Multiple files? No problem

If you find your data file is getting too long to be manageable, go ahead and split it into multiple YAML files. cheater can take a directory as its -i/--in argument: cheater -i foo/.

3. Render cheat sheet using Jade templates

Now you can run cheater like this:

cheater -i foo.yml

It will write the rendered cheat sheet to the console. You can write the rendered cheat sheet to a file bar.html like this:

cheater -i foo.yml -o foo.html

Or this:

cheater -i foo.yml > foo.html

Finally, note that there is a non-required option -t/--templates available. You can use this to point cheater at your own directory of (jade) templates. See the templates/ folder in this repository for the expected format; if you want to customize the templates you should duplicate the templates/ directory and tweak them as needed.

Self-contained - with one exception

A cheat sheet output by cheater is self-contained except for its stylesheet, which is Twitter Bootstrap loaded from BootstrapCDN.
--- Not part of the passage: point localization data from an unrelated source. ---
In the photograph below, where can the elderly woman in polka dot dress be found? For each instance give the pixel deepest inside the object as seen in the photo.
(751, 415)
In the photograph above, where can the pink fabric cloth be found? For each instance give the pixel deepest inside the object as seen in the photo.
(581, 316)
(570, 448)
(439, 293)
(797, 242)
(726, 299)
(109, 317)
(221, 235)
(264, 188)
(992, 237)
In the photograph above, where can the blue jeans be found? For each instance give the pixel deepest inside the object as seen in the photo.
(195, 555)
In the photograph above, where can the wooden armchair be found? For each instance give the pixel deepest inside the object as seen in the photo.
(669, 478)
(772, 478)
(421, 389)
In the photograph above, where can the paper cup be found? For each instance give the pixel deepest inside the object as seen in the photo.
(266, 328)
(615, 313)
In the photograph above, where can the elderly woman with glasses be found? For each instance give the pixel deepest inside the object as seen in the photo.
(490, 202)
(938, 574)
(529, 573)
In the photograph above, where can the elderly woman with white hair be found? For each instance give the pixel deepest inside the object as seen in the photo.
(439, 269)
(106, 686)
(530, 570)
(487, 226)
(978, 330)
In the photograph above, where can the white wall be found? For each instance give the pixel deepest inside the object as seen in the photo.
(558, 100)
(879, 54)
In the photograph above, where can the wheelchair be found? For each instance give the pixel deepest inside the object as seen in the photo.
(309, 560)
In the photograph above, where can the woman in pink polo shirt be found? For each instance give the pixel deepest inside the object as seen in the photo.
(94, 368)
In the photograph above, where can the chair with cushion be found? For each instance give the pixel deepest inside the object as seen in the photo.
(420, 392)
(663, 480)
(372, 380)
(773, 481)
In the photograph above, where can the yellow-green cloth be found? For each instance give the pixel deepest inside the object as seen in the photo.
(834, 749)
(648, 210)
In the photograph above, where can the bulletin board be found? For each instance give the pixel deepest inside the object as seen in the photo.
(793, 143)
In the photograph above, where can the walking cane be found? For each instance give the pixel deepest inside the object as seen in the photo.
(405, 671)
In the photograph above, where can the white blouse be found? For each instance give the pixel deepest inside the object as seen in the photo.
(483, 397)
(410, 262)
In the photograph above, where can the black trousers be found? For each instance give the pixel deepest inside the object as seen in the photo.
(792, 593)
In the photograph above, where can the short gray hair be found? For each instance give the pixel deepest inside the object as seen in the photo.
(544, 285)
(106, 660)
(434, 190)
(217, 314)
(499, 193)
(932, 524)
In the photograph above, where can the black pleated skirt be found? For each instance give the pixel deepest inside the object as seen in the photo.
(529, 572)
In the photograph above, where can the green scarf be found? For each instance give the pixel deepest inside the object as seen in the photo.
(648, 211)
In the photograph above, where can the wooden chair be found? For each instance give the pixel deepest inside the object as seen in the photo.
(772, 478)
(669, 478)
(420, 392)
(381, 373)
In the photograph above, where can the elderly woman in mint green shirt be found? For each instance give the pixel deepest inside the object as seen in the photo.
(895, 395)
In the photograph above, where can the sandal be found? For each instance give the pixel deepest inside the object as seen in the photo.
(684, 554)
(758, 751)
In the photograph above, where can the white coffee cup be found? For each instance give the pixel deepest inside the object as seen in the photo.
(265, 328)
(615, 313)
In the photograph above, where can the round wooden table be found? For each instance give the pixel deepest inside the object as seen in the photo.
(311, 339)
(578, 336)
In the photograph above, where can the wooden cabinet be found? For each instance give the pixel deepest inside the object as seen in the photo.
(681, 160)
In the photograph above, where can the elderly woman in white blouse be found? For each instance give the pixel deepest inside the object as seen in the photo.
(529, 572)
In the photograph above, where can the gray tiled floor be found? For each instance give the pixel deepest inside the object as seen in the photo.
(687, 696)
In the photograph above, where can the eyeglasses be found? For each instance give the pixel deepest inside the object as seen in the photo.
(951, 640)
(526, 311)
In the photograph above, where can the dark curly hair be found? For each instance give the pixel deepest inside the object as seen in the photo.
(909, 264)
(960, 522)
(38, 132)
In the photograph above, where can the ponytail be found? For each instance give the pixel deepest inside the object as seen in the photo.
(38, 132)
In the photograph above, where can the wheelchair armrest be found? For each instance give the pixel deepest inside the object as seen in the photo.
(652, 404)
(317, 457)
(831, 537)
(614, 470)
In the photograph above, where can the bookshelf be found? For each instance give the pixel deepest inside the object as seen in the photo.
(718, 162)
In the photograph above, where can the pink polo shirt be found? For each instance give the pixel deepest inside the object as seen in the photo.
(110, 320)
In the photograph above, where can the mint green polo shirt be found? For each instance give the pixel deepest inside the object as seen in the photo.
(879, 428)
If you want it to be entirely self-contained (i.e. for offline use), you can edit the outputted HTML to suit your needs - or for a more maintainable solution, feed cheater some altered templates that suit your needs perfectly.

What problem does this solve?

Word processors get me down. I hate using them when they are not absolutely appropriate (such as academic papers and other formal miscellany). The chrome, sluggishness, or monetary cost of some word processors interferes with producing simple content like a cheat sheet. If the document is generic enough to use a template, I'd rather stay out of word processor land (I'm not a fan of the templating capabilities in OpenOffice, Word, or Google Docs.)

I'll bet I'm not the only one who appreciates a good cheat sheet, but doesn't want to deal with writing one in a word processor. This utility will allow you to make cheat sheets with less wasted time. Hopefully, that means you'll also make the cheat sheets you'd otherwise never get around to making.